UCL study finds white Eurocentric males overrepresented in uni reading lists
Female, black and minority ethnicity academics were underrepresented on reading lists
A study by UCL Institute of Education has found that university reading lists are not representative of their student bodies because they are overwhelmingly dominated by white European men.
This comes as debates rage about whether school and university curriculum's should be decolonised to introduce more inclusive and diverse programmes.
The research, published in Higher Education, looked at 290 papers in two university readings lists and found that only seven per cent of social science authors were black and minority ethnic (BAME). In contrast, 39 per cent of the UK student population is BAME, a shockingly bad underrepresentation.
50 per cent of reviewed social science authors were female, which may seem good – until you realise 66 per cent of students are female.
In science, 70 per cent of reviewed authors were male. Over 60 per cent of the student population is female.
99 per cent of reviewed authors in social science were affiliated to North American, European, or Australian universities, compared with a postgraduate population of 67 per cent overseas students (with 69 per cent of these from non-European countries).

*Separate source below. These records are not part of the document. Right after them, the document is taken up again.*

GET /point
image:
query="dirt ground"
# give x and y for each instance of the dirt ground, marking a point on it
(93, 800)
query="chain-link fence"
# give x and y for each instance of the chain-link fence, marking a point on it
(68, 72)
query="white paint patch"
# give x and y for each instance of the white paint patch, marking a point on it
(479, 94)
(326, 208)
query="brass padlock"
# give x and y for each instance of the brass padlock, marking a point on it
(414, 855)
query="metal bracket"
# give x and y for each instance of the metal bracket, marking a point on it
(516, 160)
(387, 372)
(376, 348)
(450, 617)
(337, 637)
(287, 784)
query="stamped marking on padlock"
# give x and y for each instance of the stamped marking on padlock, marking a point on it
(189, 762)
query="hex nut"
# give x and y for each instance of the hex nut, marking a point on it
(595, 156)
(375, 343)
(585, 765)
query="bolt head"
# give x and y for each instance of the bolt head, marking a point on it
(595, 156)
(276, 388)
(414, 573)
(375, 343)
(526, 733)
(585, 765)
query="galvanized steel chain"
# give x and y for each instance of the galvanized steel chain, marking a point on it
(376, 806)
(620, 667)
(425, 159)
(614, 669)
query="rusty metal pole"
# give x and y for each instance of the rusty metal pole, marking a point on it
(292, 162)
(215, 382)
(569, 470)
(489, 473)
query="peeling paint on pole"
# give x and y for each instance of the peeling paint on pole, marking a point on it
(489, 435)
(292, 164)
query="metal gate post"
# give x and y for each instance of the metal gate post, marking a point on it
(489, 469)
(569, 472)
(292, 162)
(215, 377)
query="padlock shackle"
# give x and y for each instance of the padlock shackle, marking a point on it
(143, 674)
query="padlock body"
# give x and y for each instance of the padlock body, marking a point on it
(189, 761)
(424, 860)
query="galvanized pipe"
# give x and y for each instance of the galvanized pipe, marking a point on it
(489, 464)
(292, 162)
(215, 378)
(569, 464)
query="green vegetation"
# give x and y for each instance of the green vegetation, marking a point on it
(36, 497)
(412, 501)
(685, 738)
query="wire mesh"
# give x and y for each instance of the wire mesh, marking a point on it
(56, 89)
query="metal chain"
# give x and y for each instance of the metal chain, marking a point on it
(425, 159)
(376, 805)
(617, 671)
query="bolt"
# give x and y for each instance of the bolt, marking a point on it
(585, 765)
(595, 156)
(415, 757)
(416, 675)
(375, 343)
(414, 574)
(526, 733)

Dr Karen Schuan Bird, research co-author, said that the study shows that "higher education institutions and agencies need to develop coherent and consistent strategies which can move the whole sector towards programmes of study which are both inclusive and more diverse.
"Universities also need to engage in discussions about what a diverse/inclusive/decolonised reading list actual looks like."
In August, UCL graduates complained there wasn't enough Africa in a Master's course in African studies. In an open letter they criticised the 'Eurocentric' course content.